The countdown to the execution of Troy Davis entered its final hours Wednesday despite a high-profile campaign to spare the American convicted of killing an off-duty policeman.

In a letter to supporters released after his final legal appeal for clemency was rejected on Tuesday, Davis urged opponents of the death penalty to fight on, saying "the struggle for justice doesn't end with me."

The Georgia State Board of Pardons and Paroles ruled against Davis, who is black, and refused to commute his sentence for the shooting in 1989 of Mark MacPhail, a married white father of a two-year-old girl and an infant boy.

The campaign to spare Davis's life drew high-profile support from former US president Jimmy Carter and Pope Benedict XVI, helping him escape three previous dates with death in a racially-charged case.

In the letter made public by Amnesty International USA, Davis insisted the campaign should continue, saying: "This struggle is for all the Troy Davises who came before me and all the ones who will come after me."

"I'm in good spirits and I'm prayerful and at peace. But I will not stop fighting until I've taken my last breath."

There was no physical evidence tying Davis, then 20, to the shooting, and several witnesses at his trial later recanted their testimony.

MacPhail, 27, had been working nights as a security guard when he intervened in a brawl outside a Burger King in Savannah, Georgia and was shot in the heart and the head at point-blank range.

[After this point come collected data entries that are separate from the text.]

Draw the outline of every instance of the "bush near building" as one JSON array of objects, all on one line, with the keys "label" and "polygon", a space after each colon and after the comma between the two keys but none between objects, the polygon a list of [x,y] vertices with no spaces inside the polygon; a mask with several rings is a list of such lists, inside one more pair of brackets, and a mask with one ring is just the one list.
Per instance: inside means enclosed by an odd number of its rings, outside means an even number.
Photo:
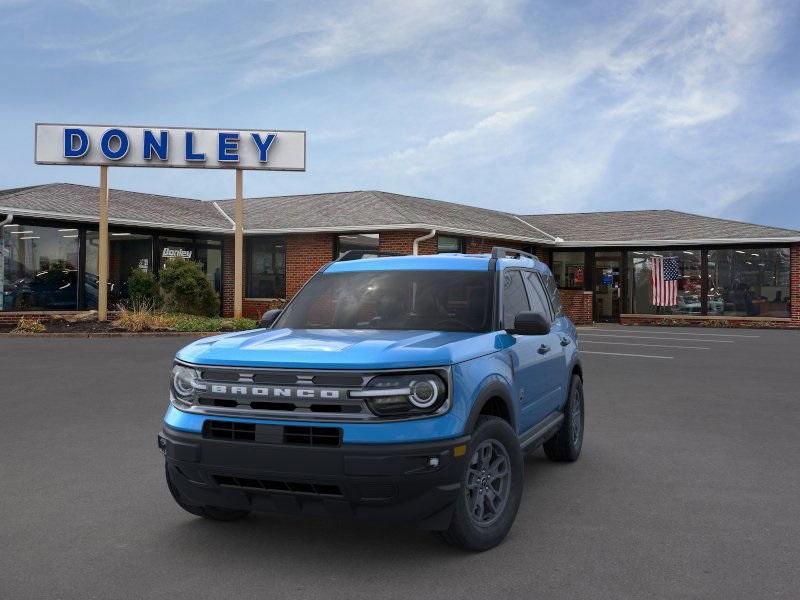
[{"label": "bush near building", "polygon": [[219,298],[196,262],[172,259],[159,274],[164,310],[212,317],[219,312]]},{"label": "bush near building", "polygon": [[141,269],[134,269],[128,277],[128,296],[131,306],[159,308],[164,303],[158,280],[152,273]]}]

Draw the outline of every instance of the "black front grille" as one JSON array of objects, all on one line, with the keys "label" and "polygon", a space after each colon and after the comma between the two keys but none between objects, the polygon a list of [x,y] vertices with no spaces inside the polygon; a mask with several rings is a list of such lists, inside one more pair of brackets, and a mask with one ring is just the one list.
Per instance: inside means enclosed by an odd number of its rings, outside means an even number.
[{"label": "black front grille", "polygon": [[263,444],[333,447],[342,445],[342,430],[339,427],[296,427],[209,420],[203,426],[203,436],[217,440]]},{"label": "black front grille", "polygon": [[236,487],[244,490],[311,494],[315,496],[343,496],[341,488],[331,483],[252,479],[250,477],[232,477],[230,475],[214,475],[214,482],[219,486]]},{"label": "black front grille", "polygon": [[283,443],[301,446],[341,446],[342,430],[338,427],[287,425],[283,428]]},{"label": "black front grille", "polygon": [[221,440],[255,441],[256,426],[235,421],[206,421],[205,436]]}]

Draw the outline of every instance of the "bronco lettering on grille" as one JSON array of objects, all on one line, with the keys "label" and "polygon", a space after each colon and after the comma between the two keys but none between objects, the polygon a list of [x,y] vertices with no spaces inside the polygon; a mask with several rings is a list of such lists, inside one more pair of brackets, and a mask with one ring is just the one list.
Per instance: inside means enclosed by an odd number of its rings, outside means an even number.
[{"label": "bronco lettering on grille", "polygon": [[299,387],[269,387],[269,386],[248,386],[248,385],[223,385],[215,383],[211,385],[212,394],[223,394],[226,396],[257,396],[259,398],[302,398],[302,399],[324,399],[338,400],[341,397],[341,390],[325,388],[299,388]]}]

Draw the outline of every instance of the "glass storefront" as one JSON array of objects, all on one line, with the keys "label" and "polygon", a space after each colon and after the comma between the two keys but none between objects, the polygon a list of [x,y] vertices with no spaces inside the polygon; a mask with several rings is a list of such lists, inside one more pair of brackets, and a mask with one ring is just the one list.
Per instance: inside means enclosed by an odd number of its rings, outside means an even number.
[{"label": "glass storefront", "polygon": [[280,237],[247,239],[247,297],[283,298],[286,295],[286,243]]},{"label": "glass storefront", "polygon": [[222,242],[219,240],[198,240],[197,262],[200,263],[214,291],[222,298]]},{"label": "glass storefront", "polygon": [[708,314],[788,318],[789,248],[708,251]]},{"label": "glass storefront", "polygon": [[586,252],[553,252],[550,265],[559,288],[565,290],[584,288]]},{"label": "glass storefront", "polygon": [[702,314],[701,250],[634,250],[629,257],[632,313]]},{"label": "glass storefront", "polygon": [[622,300],[622,252],[594,254],[594,320],[617,321]]},{"label": "glass storefront", "polygon": [[[84,304],[97,308],[98,233],[87,230],[84,259]],[[128,299],[128,278],[135,270],[158,274],[169,260],[200,264],[214,291],[222,297],[222,241],[191,237],[153,236],[130,231],[109,233],[108,305]]]},{"label": "glass storefront", "polygon": [[[97,265],[99,234],[86,232],[84,259],[84,302],[87,308],[97,308]],[[128,278],[135,270],[153,272],[153,236],[130,231],[111,231],[108,235],[108,306],[128,299]]]},{"label": "glass storefront", "polygon": [[4,225],[2,309],[77,309],[79,252],[77,229]]}]

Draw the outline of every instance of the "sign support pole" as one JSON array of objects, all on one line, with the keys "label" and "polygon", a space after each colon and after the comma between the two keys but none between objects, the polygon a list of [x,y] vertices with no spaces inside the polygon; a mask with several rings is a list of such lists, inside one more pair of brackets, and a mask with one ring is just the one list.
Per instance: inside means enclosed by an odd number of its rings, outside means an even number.
[{"label": "sign support pole", "polygon": [[100,247],[97,254],[97,320],[108,320],[108,167],[100,167]]},{"label": "sign support pole", "polygon": [[242,284],[244,267],[244,201],[243,201],[242,169],[236,169],[236,225],[234,232],[234,288],[233,288],[233,316],[236,319],[242,316]]}]

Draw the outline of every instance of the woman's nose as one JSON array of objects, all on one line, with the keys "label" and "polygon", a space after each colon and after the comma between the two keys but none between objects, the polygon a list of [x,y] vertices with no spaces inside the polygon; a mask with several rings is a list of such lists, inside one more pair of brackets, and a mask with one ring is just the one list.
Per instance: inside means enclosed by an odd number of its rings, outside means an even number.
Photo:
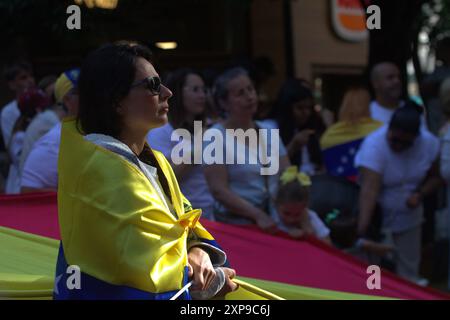
[{"label": "woman's nose", "polygon": [[169,88],[167,88],[165,85],[162,84],[160,97],[163,99],[169,99],[172,96],[173,96],[172,91],[170,91]]},{"label": "woman's nose", "polygon": [[206,98],[206,91],[205,90],[200,90],[198,93],[198,96],[202,99]]}]

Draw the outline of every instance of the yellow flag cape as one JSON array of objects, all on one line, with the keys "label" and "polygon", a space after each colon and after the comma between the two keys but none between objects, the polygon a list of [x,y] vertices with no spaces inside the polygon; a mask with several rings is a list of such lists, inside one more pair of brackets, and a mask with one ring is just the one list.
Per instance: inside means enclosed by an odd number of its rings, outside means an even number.
[{"label": "yellow flag cape", "polygon": [[102,290],[111,292],[121,286],[126,292],[139,290],[126,294],[130,297],[168,298],[187,282],[188,231],[216,245],[198,222],[201,210],[193,210],[181,193],[168,161],[153,152],[167,178],[177,218],[138,168],[86,141],[75,120],[62,125],[58,263],[60,268],[79,266],[92,290],[107,284]]},{"label": "yellow flag cape", "polygon": [[363,118],[357,123],[337,122],[330,126],[320,138],[322,150],[338,146],[350,141],[359,140],[383,125],[382,122]]}]

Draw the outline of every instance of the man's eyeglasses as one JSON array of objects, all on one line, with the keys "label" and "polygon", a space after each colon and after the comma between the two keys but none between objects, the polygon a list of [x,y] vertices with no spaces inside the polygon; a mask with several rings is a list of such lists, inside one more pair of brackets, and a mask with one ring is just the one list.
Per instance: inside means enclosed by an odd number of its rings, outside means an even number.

Some 2,000 protesters gathered, at Amnesty's urging, at the Georgia state capitol at 7:00 pm (2300 GMT) Tuesday, exactly 24 hours before Davis is due to become the 34th person executed in the United States this year.

MacPhail's family has long believed that Davis was guilty and has insisted the execution should go ahead, with his daughter often describing how she has been robbed of her father.

Davis, now 42, has always maintained his innocence amid doubts over his conviction, but justice officials refused to commute his sentence.

"The board has considered the totality of the information presented in this case and thoroughly deliberated on it, after which the decision was to deny clemency," said a written statement. It did not disclose the vote breakdown. "We've been here three times before," said Anneliese MacPhail, the mother of the slain police officer. "We are ready to close this book and start our lives. This has been a long haul."

MacPhail's daughter Madison, now 23, choked back tears after Monday's parole board hearing.
"The death penalty is the correct source of justice," she said.

All avenues for Davis now appear exhausted as Georgia's governor does not have the power to stay executions. Experts said any last-minute filings to the state courts or the US Supreme Court would likely prove unsuccessful.

"I am utterly shocked and disappointed at the failure of our justice system at all levels to correct a miscarriage of justice," Davis attorney Brian Kammer said, as rights groups and activists rushed to condemn the decision.

African American leaders condemned the parole board's decision as emblematic of a US criminal justice system riven with racial inequality.
"This is Jim Crow in a new era," declared Reverend Raphael Warnock of the Ebenezer Baptist Church, referring to American segregation laws overruled by the 1964 Civil Rights Act.

The American Civil Liberties Union urged Georgia's prison workers to strike in a desperate bid to deprive the state of the wherewithal to carry out the execution.

The New York Times editorial page called the board's decision a "tragic miscarriage of justice," adding that "the legal process for the death penalty has shown itself to be discriminatory, unjust and incapable of being fixed."

Richard Dieter, executive director of the Death Penalty Information Center, said there was next to no chance Davis could earn a reprieve in what he called the "biggest capital punishment case in at least a decade."

The Supreme Court became involved in the Troy Davis case in 2009 and ordered a federal judge in Savannah to convene a hearing to consider new evidence.

In August 2010, however, a US District Court in Georgia ruled that Davis had failed to prove his innocence and denied him a new trial. The top US court turned down a subsequent appeal.